CL, 29, is backed by management from Scooter Braun’s SB Projects and distributed by Kakao M, a conglomerate that owns four of Korea’s biggest music labels as well as the country’s top messaging app (KakaoTalk) and most popular music streaming service (MelOn). Yet for the first time in her career, she is an independent artist and will release +ALPHA+ through her own company, Very Cherry, which is also the name of the Haus of Gaga-esque creative team that helped assemble her Corden spectacle. Without the practically bottomless resources K-pop labels are known for, CL knows the indie path will look different from other chapters of her career. “I know exactly where I’m going, what I want to do,” she says on a late-December Zoom call from her apartment in Seoul, where her gold jewelry gleams in the midday sun. “Of course it’s not going to be the same. But this is where I want to start.”

That scrappy spirit pervades her new music. +ALPHA+ embraces her status as an outlier of the international pop scene, with hooky pop-R&B hybrids, avant-garde electronic touches and distorted, speaker-busting hip-hop that stand apart from the glossy acts for which she helped paved the way. “2020 was the beginning of my rebirth and rewriting my own story,” says CL. “I can freely share different sides of me.”

That freedom is, given the state of the world, figurative for the moment. “Of course it starts at the craziest time,” she says, laughing. She jokes that she is on day “I don’t even know” of self-quarantine in Seoul, preparing for a solitary Christmas away from her family. She wistfully sighs as she mentions her grandma’s homemade kimchi, but she is learning to treasure the solitude, too. “I never get time alone,” she says. She is upbeat yet guarded, turning the conversation away from trickier topics with the kind of media training K-pop stars are famous for. At no point in our 80-minute conversation does she remove her mirrored sunglasses.
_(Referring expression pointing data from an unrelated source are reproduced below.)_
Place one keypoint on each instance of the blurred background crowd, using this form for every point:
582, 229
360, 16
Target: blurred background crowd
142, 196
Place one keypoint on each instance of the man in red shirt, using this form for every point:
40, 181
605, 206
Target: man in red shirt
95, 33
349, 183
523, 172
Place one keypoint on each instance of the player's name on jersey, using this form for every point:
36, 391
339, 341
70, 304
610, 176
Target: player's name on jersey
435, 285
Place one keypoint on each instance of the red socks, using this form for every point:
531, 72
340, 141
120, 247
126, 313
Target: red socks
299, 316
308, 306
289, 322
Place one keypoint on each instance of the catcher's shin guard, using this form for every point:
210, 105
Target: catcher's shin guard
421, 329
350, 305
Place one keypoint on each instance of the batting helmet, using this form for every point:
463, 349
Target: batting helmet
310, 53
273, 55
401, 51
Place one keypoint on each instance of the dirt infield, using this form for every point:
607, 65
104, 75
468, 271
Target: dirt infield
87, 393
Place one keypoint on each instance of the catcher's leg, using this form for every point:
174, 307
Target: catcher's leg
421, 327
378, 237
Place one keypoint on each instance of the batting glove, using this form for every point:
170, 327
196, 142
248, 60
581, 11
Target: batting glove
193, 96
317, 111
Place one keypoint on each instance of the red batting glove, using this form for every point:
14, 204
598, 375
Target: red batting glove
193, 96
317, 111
In late 2019, CL made her independent debut with the In the Name of Love EP, a confident hopscotch through synth-pop, EDM and R&B. It didn’t include the big-name collaborations she recorded a few years prior; she is vague about what happened to those songs and talks about them as if they are lost to the great external hard drive in the sky. “Hopefully the people I did work with, we could reconnect and make something better,” she says calmly. “If it’s out of my control, I can’t do anything about it. What I can do is make a better song. That’s under my control.”
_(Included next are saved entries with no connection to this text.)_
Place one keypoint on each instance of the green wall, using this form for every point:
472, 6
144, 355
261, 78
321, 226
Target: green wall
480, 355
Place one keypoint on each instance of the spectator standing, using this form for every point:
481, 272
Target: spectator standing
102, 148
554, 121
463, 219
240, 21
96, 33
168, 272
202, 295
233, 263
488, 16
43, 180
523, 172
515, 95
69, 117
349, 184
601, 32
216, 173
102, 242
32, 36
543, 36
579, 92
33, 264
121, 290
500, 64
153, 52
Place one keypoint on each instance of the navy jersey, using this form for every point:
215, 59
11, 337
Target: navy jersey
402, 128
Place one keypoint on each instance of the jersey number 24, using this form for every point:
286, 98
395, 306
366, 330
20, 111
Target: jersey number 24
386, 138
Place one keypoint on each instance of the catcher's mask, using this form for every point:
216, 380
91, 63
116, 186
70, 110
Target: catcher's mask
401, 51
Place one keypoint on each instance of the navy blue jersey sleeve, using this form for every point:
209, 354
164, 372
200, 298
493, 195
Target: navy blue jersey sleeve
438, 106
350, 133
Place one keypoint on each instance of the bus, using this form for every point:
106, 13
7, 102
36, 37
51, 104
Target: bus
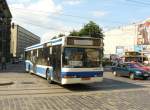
67, 60
134, 56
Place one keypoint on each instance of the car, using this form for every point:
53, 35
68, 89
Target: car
15, 60
132, 70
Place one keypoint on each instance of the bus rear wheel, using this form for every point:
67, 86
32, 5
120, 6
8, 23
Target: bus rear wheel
48, 77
She then cues up a couple of unreleased songs from +ALPHA+ on her phone. The first is classic CL, with a punishing beat, expletive-laden rap verses and a bratty playground-chant hook. It’s the next song that she seems anxious about. She lets out a little nervous laugh as she hits play on a hypnotic, left-field track with airy vocals and skittering synths. “It’s a little different from the CL sound,” she says apprehensively. But it’s a stunner, touching on the breezy vibes of contemporary pop and R&B with an artiness that I suggest edges her music closer to the work of, say, FKA twigs. “Yes!” she says, delighted at the comparison.

Already, “+HWA+” has hit No. 3 on Billboard’s World Digital Song Sales chart and has inspired a makeover trend on TikTok whose videos have garnered over 7 million views. But the adventurous material CL plays me is an indication that, even if she doesn’t storm the charts, she could at the very least find a home on the fringes of mainstream pop alongside cult-favorite rule-breakers like Charli XCX and Lorde (both vocal fans of CL). “We could do a lot of different things without having to worry about catering to a certain genre,” says +ALPHA+ producer Dave Hamelin, whom CL met a few years ago but hit up in 2020 after hearing his work with alt-R&B star 070 Shake. “That’s what attracted me to working with her: It’s pretty limitless.”